Pour "faciliter l'émergence du dispositif de premiers recours de demain", le rapport formule sept séries de mesures. La première consiste à créer une marque collective "maisons de santé", avec un cahier des charges précis. La seconde passe par l'adoption d'un cadre juridique spécifique, qui pourrait utilement s'inspirer du groupe de coopération sanitaire (GCS) ou passer par la création d'une "société maison de santé". Ce cadre juridique devrait également permettre un partage du dossier du patient (tout en respectant les droits de ce dernier). Troisième axe : la mise en place de nouveaux modes de rémunération, combinant approche forfaitaire et à l'activité. Cette réforme du financement doit également concerner la création des maisons et pôles de santé, avec la mise en place d'un fonds national pérenne. Sur ce point, le rapport considère que "l'aide à l'investissement relève d'abord des professionnels et des collectivités territoriales qui le souhaitent, l'aide de l'Etat ne devant intervenir que dans une logique de subsidiarité et de répartition territoriale équitable". L'accompagnement des professionnels est une autre priorité, en particulier sous la forme d'une mission d'appui nationale, de guichets uniques régionaux et du déploiement de système d'information partagés.

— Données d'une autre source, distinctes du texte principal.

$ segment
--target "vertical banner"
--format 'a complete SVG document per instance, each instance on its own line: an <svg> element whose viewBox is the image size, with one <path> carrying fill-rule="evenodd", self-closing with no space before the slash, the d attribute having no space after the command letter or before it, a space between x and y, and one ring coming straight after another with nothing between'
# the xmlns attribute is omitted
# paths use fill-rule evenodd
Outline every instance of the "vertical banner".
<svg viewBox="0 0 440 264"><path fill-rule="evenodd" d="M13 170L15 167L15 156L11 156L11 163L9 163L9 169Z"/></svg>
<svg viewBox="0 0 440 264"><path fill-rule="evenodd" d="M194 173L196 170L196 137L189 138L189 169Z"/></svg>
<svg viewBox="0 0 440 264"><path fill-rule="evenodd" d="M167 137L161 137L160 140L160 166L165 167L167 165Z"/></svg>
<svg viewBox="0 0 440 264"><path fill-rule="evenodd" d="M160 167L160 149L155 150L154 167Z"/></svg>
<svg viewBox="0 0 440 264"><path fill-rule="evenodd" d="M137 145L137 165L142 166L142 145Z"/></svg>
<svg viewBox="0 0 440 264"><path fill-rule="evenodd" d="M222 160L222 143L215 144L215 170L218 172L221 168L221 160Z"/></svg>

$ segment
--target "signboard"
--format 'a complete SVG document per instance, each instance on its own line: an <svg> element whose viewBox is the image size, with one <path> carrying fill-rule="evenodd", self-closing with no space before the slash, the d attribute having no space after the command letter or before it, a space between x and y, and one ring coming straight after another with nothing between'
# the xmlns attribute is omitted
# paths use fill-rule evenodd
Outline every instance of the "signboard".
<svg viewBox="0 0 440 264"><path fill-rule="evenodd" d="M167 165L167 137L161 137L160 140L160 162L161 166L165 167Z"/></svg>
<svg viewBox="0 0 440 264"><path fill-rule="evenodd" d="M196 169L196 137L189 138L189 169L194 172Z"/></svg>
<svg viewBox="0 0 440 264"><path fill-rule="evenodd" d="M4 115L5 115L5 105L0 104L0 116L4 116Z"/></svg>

Dans le même esprit, le cinquième axe prône une logique d'engagements réciproques entre autorités publiques et professionnels de santé (contractualisation et évaluation). Plus obscur, le sixième axe préconise de "répondre aux attentes" par des incitations spécifiques dans le cadre des dispositifs "espoir banlieue" et de développement rural. Dans ce cadre, les collectivités doivent être étroitement associées aux choix régionaux qui seront effectués par les agences régionales de santé (ARS). Enfin, le dernier axe consiste à faire des maisons et pôles de santé des lieux de formation et des terrains de stages privilégiés pour les étudiants.
La ministre de la Santé ne s'est pas encore prononcée sur les propositions qui lui ont été soumises. Mais, lors de ses voeux au monde de la Santé, le 12 janvier, le chef de l'Etat a tenu à souligner la place indispensable du médecin de proximité - et plus particulièrement du généraliste - pour assurer à la population un accès aux soins sur tout le territoire. Nicolas Sarkozy a notamment indiqué que "nous devons offrir aux praticiens qui le souhaitent la possibilité d'exercer dans des maisons de santé, des centres de soins ambulatoires" et proposé d'"inventer un nouveau modèle de soins de premier recours qui fasse toute sa place à la médecine libérale". Un modèle dans lequel les maisons de santé devraient, elles aussi, trouver toute leur place.